До определенного момента такой идеи нет и не может быть. С одной стороны, путь к человечеству шел через колониализм. Но в ХХ веке идея человечества достигла фазы, когда технически стало на повестку дня всеобщее самоубийство. Ну не бывало такого прежде! Видовое сопротивляется самоубийству. И мутации продолжались. Но для их опознания надо всмотреться в нечеткую ситуацию, на глубине которой мутирует древнее первоначало Homo sapiens.

Все, что мы видим сегодня, – агония идеи-программы Человечества. Агония типологии окончательных решений, Endlosung’ов, приведения всех к общему знаменателю. Агония единоосновности. Так мы хотя бы фиксируем проблему! А если сказать, что Беловежскими соглашениями мы вышли из этого состояния, проблему теряем.

 

031

Чем уравновешена асимметрия Род-Человечество? Иисусово дело и коммунизм. Глобальный феномен меньшинства. Человек не добился родовой единоосновности ♦ Праварианты, «абиологическое живое существо». Речь как свойство Homo не завершена. Цивилизация Европы, творящая свой генезис из остальных. Связь незавершенности Homo с его обреченностью. Обреченное существо изобрело некий «лаз». Человеку и крысе неприятны единородцы. Кроманьонец, нуклеус и отщепы. «Люди нуклеуса» – диверсанты против заданности.
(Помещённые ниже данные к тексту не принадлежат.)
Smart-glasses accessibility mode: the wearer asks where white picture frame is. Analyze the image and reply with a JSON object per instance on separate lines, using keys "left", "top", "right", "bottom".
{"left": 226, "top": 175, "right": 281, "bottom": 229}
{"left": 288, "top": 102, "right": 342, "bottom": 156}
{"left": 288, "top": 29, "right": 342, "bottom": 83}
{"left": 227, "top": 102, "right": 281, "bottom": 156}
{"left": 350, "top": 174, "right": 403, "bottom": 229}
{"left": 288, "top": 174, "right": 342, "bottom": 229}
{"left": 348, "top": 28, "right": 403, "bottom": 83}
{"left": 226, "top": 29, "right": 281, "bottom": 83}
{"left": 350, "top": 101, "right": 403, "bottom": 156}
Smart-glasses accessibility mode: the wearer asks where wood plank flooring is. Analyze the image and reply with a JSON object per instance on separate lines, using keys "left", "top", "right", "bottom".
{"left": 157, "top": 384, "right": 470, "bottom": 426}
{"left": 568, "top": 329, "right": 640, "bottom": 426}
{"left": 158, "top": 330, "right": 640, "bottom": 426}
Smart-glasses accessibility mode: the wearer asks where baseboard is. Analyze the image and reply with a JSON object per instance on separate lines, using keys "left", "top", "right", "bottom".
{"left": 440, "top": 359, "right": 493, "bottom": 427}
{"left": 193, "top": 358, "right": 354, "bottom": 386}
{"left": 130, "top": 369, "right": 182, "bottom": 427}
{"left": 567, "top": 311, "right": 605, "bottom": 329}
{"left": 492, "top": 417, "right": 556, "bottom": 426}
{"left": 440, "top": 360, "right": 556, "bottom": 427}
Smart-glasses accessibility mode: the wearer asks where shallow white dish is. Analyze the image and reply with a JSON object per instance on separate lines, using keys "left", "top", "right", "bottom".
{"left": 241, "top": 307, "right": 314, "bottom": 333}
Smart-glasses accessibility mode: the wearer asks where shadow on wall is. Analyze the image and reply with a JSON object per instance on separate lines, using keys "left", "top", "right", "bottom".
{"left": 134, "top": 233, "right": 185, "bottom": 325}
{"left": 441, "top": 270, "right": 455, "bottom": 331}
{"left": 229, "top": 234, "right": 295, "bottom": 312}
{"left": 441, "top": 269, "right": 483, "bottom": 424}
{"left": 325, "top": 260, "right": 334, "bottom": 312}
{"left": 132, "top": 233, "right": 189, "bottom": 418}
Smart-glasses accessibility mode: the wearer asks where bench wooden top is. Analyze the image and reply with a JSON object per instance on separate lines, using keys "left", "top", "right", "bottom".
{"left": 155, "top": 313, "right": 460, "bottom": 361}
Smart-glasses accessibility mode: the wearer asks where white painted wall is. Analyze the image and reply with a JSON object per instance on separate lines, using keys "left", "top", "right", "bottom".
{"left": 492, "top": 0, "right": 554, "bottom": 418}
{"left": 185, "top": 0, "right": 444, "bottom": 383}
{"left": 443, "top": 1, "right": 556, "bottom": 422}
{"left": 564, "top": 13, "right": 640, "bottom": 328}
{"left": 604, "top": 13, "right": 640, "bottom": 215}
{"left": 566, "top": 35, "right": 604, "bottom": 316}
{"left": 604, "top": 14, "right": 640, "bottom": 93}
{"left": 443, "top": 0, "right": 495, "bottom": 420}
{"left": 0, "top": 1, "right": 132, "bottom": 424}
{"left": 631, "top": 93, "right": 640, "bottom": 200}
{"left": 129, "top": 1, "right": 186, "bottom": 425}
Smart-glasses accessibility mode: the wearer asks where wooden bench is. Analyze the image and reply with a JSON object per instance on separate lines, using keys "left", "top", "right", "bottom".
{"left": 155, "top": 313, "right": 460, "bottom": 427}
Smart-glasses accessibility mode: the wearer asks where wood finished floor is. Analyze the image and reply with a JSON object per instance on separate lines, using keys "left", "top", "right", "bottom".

Глеб Павловский: Чем уравновешивается столь хулиганское поведение человечества? Балансом в рамках планетарного целого?

Михаил Гефтер: Весьма вероятно, есть пласты существования, на которые мы активно закрываем глаза, замечая только то, что в нас не вмещается. Человеческий эгоцентризм крайне интенсивен. Но и у него своя пространственная история как его ограничение. Сначала локальные малоазийские очаги, потом новоевропейская цивилизация, наконец попытка переделать новоевропейскую цивилизацию в небывало универсальное состояние – человечество.

Но это же всегда? В Европе царит миф единого пути, а в других местах планеты существовали миры, которые то дружили, то враждовали.

Никогда не устраиваясь в согласуемое целое.

Иисусово дело вылилось в европейское человечество, а затем – в коммунистическую попытку развернуть его в универсальное состояние. Может, вместе с коммунизмом закончилась и множественность микроочагов? А множественности парных, семейных или групповых состояний будут сочетаться, входя в общности на разных уровнях? Совершенно другая геометрия жизни.

Понимаешь, эти корпорации, эти европейские ассоциации, эти культурные объединения, перекрывающие границы. И такое новое глобальное явление, как меньшинство, – качественная определенность, корректирующая всеобщее состояние, привнося нечто альтернативное.

А что, раньше не бывало меньшинств?

Всегда на положении допускаемых, травимых или ограничиваемых. Но не в виде значимого корректива общей жизни и не как ее стимул. Может быть, это принципиально меняет дело. Может быть.

Отталкиваясь от вероятности, что вполне еще может все кончиться. Не исключено, сила взаимного отторжения, взаимной непереносимости людей и шок тесноты человеческих существований нас просто взорвут.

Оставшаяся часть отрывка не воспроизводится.